Pogonatum
Dioicous. Loose tufts or gregarious single stems, sometimes on a persistent protonema (not in Victoria). Aerial stems simple, rarely branched by innovation, with rhizoids restricted to stem base and bases of lowermost scale-like leaves. Leaves scale-like at base, becoming larger toward stem apex, lanceolate or linear-lanceolate, from a clearly sheathing base, erect- to wide-spreading when moist, erect, appressed, crisped or contorted, or with apex incurved when dry, with most of adaxial surface covered with lamellae, rarely restricted to near costa (not in Victoria) or without lamellae (not in Victoria); lamellae 1–12 cells tall; apex acute or obtuse; costa subpercurrent, percurrent or excurrent; margin serrate, dentate (not in Victoria) or entire (not in Victoria), plane to upcurved, uni-, bi- (not in Victoria) or multistratose (not in Victoria); laminal cells subquadrate, hexagonal or rectangular, more elongate in sheathing base, smooth or rarely papillose (not in Victoria). Capsule erect or inclined, symmetric or nearly so, ovoid or short-cylindric, terete to faintly plicate with 4 or more edges, without stomata. Calyptra cucullate, densely hairy. Operculum rostrate. Peristome of 32 teeth, tightly fused at tips to epiphragm.

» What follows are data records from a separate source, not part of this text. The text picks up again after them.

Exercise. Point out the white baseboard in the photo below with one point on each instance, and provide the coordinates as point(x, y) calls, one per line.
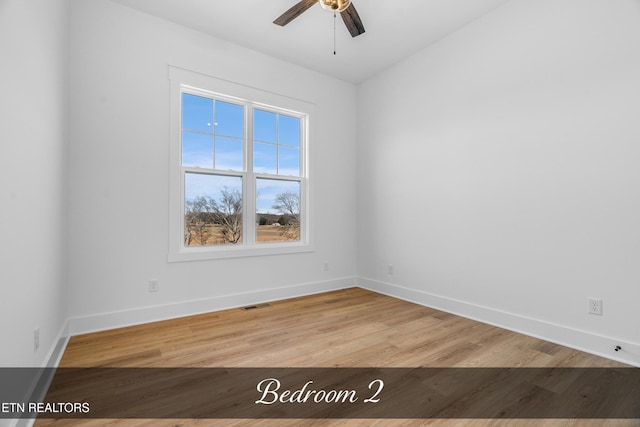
point(559, 334)
point(118, 319)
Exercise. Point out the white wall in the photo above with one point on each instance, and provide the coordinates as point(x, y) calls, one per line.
point(119, 175)
point(499, 172)
point(33, 159)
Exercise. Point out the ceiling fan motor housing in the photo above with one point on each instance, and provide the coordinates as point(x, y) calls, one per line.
point(334, 5)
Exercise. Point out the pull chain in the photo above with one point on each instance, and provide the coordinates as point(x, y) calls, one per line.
point(334, 33)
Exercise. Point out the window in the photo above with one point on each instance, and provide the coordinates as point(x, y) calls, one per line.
point(239, 183)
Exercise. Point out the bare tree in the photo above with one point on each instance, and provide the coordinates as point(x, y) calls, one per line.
point(198, 216)
point(204, 212)
point(228, 214)
point(288, 204)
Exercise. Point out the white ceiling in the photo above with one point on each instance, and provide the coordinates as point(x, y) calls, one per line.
point(395, 29)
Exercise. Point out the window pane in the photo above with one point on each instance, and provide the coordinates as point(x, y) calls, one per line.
point(289, 131)
point(288, 161)
point(197, 150)
point(264, 126)
point(277, 210)
point(229, 153)
point(229, 119)
point(197, 113)
point(213, 210)
point(265, 158)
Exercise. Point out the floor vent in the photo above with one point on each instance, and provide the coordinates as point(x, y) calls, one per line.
point(254, 307)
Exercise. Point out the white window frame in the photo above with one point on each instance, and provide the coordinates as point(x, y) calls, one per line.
point(185, 81)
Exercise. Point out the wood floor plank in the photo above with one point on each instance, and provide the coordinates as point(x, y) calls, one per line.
point(346, 328)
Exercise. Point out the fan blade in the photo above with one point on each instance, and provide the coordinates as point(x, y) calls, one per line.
point(352, 20)
point(294, 12)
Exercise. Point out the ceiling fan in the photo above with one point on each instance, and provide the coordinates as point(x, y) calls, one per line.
point(346, 9)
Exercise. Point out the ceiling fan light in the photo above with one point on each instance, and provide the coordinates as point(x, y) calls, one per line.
point(334, 5)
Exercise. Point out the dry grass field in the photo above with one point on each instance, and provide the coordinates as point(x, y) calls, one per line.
point(212, 235)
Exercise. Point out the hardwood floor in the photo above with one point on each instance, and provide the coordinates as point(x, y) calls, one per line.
point(346, 328)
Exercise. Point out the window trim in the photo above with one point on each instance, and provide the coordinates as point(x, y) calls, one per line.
point(182, 80)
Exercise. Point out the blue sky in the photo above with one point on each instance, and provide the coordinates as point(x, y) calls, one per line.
point(213, 138)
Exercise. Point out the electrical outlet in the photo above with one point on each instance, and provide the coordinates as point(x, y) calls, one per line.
point(153, 285)
point(595, 306)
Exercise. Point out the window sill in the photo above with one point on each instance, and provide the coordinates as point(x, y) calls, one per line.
point(229, 251)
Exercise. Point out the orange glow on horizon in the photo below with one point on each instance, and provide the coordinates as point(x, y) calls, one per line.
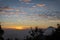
point(16, 27)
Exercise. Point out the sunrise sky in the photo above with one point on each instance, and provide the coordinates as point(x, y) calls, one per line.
point(22, 14)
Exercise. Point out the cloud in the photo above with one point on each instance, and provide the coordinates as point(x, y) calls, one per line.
point(25, 0)
point(40, 5)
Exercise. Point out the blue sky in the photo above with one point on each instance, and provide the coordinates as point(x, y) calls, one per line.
point(29, 12)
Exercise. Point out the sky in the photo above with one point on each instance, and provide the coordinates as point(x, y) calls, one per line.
point(21, 14)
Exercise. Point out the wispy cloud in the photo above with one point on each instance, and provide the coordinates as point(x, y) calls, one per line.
point(40, 5)
point(25, 1)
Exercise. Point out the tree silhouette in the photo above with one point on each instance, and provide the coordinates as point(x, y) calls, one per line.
point(1, 33)
point(35, 34)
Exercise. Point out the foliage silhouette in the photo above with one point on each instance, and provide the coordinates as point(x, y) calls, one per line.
point(1, 33)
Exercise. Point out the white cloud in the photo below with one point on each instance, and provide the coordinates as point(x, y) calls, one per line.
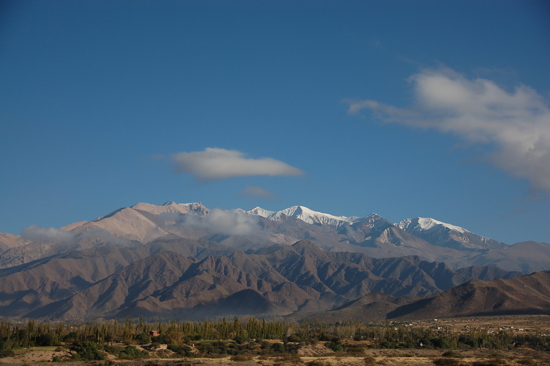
point(224, 222)
point(215, 163)
point(516, 124)
point(254, 191)
point(37, 233)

53 species spread throughout all continents except Antarctica (Hyvönen 1989; Bell et al. 2017); two species in Victoria.
Bell, N.E.; Hyvönen, J.; Yao, K.-Y.; Ma, W.-Z. (2017). Description and phylogenetic investigation of Pogonatum shevockii N.E.Bell & Hyvönen (Polytrichaceae), a new East Asian species with a unique leaf morphology. Journal of Bryology 39: 235–246.
Hyvönen, J. (1989). A synopsis of genus Pogonatum (Polytrichaceae, Musci). Acta Botanica Fennica 138: 1–87.